Recent Changes to the Transmission System Code Regarding Energy Storage
NEURC, the Ukrainian energy market regulator, during its meeting on 30 September 2022, approved changes to the Transmission System Code. The changes shall ensure proper application of the Energy Storage Law (please see our review of the law on our website) and make provisions of the Transmission System Code more specific concerning energy-generating facilities.
The changes approved by NEURC specify:
regulation of connection of an energy storage facility;
regulation of installation of energy storage by users connected to the Transmission System;
requirements to operation of energy storage as a part of the Transmission System.
Interconnection with the Transmission System would be approved for energy storage with a voltage equal to or exceeding 110 kV and installed capacity exceeding 20 MW, and for energy storage with a voltage equal to 110 kV and installed capacity equal to 20 MW or fewer if substantiated by the feasibility study.
As with any other energy facility, TSO could not reject the connection of new energy storage facilities without thorough reasoning.

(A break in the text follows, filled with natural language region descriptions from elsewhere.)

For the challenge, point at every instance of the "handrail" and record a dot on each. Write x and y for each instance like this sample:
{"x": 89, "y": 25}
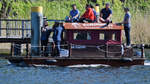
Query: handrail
{"x": 17, "y": 27}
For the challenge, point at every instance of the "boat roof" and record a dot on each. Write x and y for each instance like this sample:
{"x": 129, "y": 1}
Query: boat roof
{"x": 92, "y": 26}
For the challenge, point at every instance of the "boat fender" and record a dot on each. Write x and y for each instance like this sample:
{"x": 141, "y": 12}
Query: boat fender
{"x": 51, "y": 61}
{"x": 126, "y": 59}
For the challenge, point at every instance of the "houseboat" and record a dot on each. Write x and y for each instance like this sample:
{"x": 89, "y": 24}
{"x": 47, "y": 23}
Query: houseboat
{"x": 88, "y": 43}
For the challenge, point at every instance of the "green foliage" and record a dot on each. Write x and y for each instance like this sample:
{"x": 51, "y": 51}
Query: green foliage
{"x": 59, "y": 9}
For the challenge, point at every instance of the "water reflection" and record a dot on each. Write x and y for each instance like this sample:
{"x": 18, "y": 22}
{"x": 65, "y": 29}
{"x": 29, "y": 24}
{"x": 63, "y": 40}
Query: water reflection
{"x": 10, "y": 74}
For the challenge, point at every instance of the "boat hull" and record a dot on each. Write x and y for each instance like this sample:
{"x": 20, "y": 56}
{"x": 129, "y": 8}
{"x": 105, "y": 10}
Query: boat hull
{"x": 78, "y": 61}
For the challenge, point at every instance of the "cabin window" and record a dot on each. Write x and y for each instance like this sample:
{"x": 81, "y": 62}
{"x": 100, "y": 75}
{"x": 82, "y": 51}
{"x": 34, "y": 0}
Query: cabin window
{"x": 114, "y": 36}
{"x": 82, "y": 36}
{"x": 101, "y": 36}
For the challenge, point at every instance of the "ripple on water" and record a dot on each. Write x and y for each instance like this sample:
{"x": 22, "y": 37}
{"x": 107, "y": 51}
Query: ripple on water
{"x": 73, "y": 75}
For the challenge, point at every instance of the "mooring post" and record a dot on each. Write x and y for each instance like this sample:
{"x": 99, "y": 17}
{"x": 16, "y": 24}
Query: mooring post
{"x": 27, "y": 50}
{"x": 142, "y": 51}
{"x": 36, "y": 24}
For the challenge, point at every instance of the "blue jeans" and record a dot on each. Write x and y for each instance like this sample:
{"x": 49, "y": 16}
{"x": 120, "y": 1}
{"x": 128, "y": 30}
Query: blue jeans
{"x": 127, "y": 34}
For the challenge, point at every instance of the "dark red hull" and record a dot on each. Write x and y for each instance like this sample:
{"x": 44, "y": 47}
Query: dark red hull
{"x": 77, "y": 61}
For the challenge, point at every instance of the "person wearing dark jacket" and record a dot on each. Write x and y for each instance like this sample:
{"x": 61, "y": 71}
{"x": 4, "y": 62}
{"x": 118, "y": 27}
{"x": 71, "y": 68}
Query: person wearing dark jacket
{"x": 88, "y": 16}
{"x": 57, "y": 37}
{"x": 106, "y": 14}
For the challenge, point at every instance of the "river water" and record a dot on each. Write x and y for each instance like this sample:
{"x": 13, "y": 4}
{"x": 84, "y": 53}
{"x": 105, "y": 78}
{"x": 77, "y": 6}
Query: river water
{"x": 11, "y": 74}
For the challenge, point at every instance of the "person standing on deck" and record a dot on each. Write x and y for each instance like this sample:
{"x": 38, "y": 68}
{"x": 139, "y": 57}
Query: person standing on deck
{"x": 45, "y": 32}
{"x": 57, "y": 37}
{"x": 94, "y": 11}
{"x": 106, "y": 14}
{"x": 127, "y": 25}
{"x": 88, "y": 16}
{"x": 73, "y": 15}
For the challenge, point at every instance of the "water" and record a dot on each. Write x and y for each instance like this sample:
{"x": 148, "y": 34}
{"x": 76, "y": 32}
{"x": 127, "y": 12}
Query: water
{"x": 11, "y": 74}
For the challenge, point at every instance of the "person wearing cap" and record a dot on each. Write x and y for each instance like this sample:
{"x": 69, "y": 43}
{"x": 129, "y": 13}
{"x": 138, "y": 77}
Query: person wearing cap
{"x": 106, "y": 14}
{"x": 127, "y": 25}
{"x": 73, "y": 15}
{"x": 88, "y": 16}
{"x": 57, "y": 37}
{"x": 94, "y": 11}
{"x": 45, "y": 32}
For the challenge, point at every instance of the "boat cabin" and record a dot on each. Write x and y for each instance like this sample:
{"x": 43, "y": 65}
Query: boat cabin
{"x": 93, "y": 33}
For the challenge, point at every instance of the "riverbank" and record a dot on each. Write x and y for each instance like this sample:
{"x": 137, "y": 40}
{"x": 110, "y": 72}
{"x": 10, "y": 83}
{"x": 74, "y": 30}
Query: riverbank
{"x": 59, "y": 9}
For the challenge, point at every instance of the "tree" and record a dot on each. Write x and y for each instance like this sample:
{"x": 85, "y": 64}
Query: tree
{"x": 6, "y": 8}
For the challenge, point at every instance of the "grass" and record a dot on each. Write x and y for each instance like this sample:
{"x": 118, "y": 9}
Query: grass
{"x": 58, "y": 9}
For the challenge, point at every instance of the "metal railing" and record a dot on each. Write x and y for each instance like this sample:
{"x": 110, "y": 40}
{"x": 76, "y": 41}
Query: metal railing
{"x": 17, "y": 28}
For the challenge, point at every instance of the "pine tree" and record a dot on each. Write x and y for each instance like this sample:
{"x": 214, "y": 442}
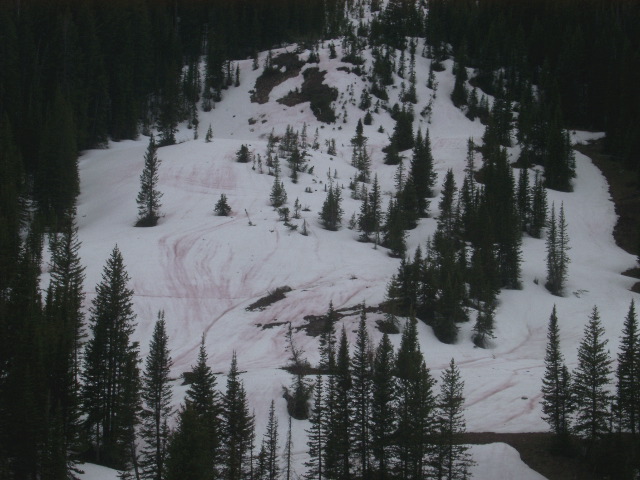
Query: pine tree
{"x": 452, "y": 460}
{"x": 557, "y": 247}
{"x": 628, "y": 375}
{"x": 111, "y": 377}
{"x": 361, "y": 399}
{"x": 222, "y": 207}
{"x": 327, "y": 341}
{"x": 590, "y": 382}
{"x": 416, "y": 403}
{"x": 195, "y": 446}
{"x": 556, "y": 402}
{"x": 237, "y": 426}
{"x": 383, "y": 408}
{"x": 148, "y": 196}
{"x": 278, "y": 195}
{"x": 156, "y": 410}
{"x": 65, "y": 331}
{"x": 483, "y": 329}
{"x": 338, "y": 462}
{"x": 317, "y": 434}
{"x": 331, "y": 213}
{"x": 270, "y": 446}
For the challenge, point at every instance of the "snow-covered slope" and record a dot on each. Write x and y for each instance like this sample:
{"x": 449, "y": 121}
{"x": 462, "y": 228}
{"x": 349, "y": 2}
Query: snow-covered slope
{"x": 204, "y": 270}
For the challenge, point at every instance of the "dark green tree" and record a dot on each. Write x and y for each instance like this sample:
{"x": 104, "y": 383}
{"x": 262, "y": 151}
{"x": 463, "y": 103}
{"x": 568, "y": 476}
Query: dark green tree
{"x": 557, "y": 247}
{"x": 557, "y": 403}
{"x": 65, "y": 331}
{"x": 237, "y": 427}
{"x": 156, "y": 407}
{"x": 111, "y": 383}
{"x": 222, "y": 207}
{"x": 628, "y": 375}
{"x": 361, "y": 399}
{"x": 317, "y": 434}
{"x": 590, "y": 382}
{"x": 338, "y": 463}
{"x": 149, "y": 196}
{"x": 331, "y": 213}
{"x": 416, "y": 406}
{"x": 383, "y": 408}
{"x": 195, "y": 445}
{"x": 270, "y": 446}
{"x": 452, "y": 459}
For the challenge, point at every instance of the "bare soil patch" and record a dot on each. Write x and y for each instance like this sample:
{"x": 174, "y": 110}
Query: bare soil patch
{"x": 625, "y": 193}
{"x": 317, "y": 93}
{"x": 285, "y": 66}
{"x": 535, "y": 451}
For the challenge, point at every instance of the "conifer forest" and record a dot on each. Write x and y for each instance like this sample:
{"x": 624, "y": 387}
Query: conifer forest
{"x": 285, "y": 239}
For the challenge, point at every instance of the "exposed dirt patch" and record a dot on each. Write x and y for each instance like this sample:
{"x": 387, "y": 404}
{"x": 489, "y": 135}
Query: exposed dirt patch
{"x": 625, "y": 192}
{"x": 316, "y": 324}
{"x": 270, "y": 298}
{"x": 285, "y": 66}
{"x": 534, "y": 449}
{"x": 318, "y": 94}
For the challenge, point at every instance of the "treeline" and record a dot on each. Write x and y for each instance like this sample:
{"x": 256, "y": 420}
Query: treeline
{"x": 590, "y": 413}
{"x": 581, "y": 55}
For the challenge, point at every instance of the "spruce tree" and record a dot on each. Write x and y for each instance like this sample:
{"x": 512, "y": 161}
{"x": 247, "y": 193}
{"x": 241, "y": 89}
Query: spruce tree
{"x": 237, "y": 426}
{"x": 317, "y": 435}
{"x": 383, "y": 408}
{"x": 338, "y": 463}
{"x": 195, "y": 445}
{"x": 149, "y": 197}
{"x": 628, "y": 375}
{"x": 557, "y": 247}
{"x": 111, "y": 382}
{"x": 327, "y": 341}
{"x": 483, "y": 328}
{"x": 331, "y": 213}
{"x": 590, "y": 382}
{"x": 361, "y": 398}
{"x": 452, "y": 460}
{"x": 556, "y": 401}
{"x": 270, "y": 446}
{"x": 156, "y": 409}
{"x": 65, "y": 331}
{"x": 416, "y": 404}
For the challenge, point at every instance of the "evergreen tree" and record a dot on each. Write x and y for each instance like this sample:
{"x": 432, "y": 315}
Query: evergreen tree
{"x": 538, "y": 208}
{"x": 590, "y": 382}
{"x": 317, "y": 435}
{"x": 149, "y": 197}
{"x": 557, "y": 403}
{"x": 237, "y": 427}
{"x": 361, "y": 399}
{"x": 416, "y": 403}
{"x": 383, "y": 408}
{"x": 65, "y": 332}
{"x": 156, "y": 410}
{"x": 195, "y": 445}
{"x": 557, "y": 247}
{"x": 111, "y": 382}
{"x": 278, "y": 195}
{"x": 331, "y": 213}
{"x": 327, "y": 341}
{"x": 270, "y": 446}
{"x": 452, "y": 460}
{"x": 222, "y": 207}
{"x": 339, "y": 429}
{"x": 483, "y": 329}
{"x": 628, "y": 375}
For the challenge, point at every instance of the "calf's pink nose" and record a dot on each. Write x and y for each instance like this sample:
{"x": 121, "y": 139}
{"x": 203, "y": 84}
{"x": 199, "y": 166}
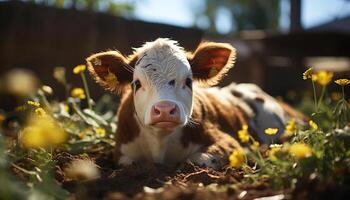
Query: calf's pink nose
{"x": 165, "y": 111}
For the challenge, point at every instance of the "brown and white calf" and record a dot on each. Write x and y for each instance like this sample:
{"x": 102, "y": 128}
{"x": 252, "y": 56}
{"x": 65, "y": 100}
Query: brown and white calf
{"x": 169, "y": 115}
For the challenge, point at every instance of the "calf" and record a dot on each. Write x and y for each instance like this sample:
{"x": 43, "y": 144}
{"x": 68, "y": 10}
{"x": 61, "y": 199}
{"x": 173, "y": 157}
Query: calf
{"x": 167, "y": 112}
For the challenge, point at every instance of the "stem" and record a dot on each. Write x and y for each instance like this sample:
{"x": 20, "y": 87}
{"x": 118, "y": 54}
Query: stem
{"x": 322, "y": 95}
{"x": 315, "y": 95}
{"x": 23, "y": 170}
{"x": 86, "y": 90}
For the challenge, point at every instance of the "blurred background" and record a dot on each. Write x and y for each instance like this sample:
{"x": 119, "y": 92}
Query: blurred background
{"x": 276, "y": 40}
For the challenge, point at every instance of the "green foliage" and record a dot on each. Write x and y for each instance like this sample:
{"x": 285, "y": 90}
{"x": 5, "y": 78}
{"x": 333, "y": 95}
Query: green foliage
{"x": 329, "y": 143}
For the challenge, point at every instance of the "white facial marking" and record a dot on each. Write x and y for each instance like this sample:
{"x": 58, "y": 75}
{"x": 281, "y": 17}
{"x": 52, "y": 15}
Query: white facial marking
{"x": 160, "y": 75}
{"x": 147, "y": 146}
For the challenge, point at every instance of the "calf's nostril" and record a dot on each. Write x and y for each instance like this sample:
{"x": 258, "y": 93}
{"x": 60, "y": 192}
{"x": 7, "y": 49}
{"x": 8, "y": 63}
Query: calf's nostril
{"x": 156, "y": 111}
{"x": 173, "y": 111}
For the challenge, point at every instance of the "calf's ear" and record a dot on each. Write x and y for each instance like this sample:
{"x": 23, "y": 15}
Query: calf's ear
{"x": 111, "y": 69}
{"x": 211, "y": 61}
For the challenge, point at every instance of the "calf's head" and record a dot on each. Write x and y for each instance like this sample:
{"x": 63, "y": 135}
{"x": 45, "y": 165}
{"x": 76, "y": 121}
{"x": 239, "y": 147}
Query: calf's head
{"x": 160, "y": 74}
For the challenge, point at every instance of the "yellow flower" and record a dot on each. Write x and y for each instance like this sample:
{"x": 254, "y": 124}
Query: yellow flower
{"x": 42, "y": 132}
{"x": 65, "y": 107}
{"x": 33, "y": 103}
{"x": 307, "y": 74}
{"x": 255, "y": 146}
{"x": 323, "y": 77}
{"x": 78, "y": 93}
{"x": 342, "y": 82}
{"x": 290, "y": 128}
{"x": 271, "y": 131}
{"x": 243, "y": 134}
{"x": 21, "y": 108}
{"x": 237, "y": 158}
{"x": 79, "y": 69}
{"x": 47, "y": 89}
{"x": 213, "y": 72}
{"x": 274, "y": 148}
{"x": 32, "y": 137}
{"x": 300, "y": 150}
{"x": 82, "y": 135}
{"x": 40, "y": 112}
{"x": 100, "y": 132}
{"x": 2, "y": 118}
{"x": 313, "y": 125}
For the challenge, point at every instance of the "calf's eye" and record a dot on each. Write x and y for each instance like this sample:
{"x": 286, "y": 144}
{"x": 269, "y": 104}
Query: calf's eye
{"x": 136, "y": 85}
{"x": 172, "y": 82}
{"x": 188, "y": 83}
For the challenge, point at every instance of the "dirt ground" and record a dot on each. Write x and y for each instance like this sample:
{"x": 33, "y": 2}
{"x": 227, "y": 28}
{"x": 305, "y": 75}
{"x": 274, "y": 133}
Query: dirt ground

The changes suggest provisions that specify the obligations of an energy storage owner to ensure the performance of tests and trials to ensure the operation of energy storage in compliance with the requirement of the Transmission System Code.
The energy storage facilities operator would be obliged to pay the transmission service fee (circa EUR 10/MWh) and dispatch service fee (circa EUR 5/MWh) to Ukrenergo. The due transmission and dispatch service fee shall be calculated based on the difference between the overall monthly volume output of power and the overall monthly consumption. If an energy storage operator exports electricity, fees will be calculated based on the exported volumes.
The development of energy storage is an urgent issue for the Ukrainian power system being in need of fast balancing capacities. The effective energy storage legislation offers no support schemes for investors to encourage the development of energy storage facilities. Some models argue that there is already an attractive business case for energy storage based on the market price even without a subsidy – at least until the fast reserve market is saturated.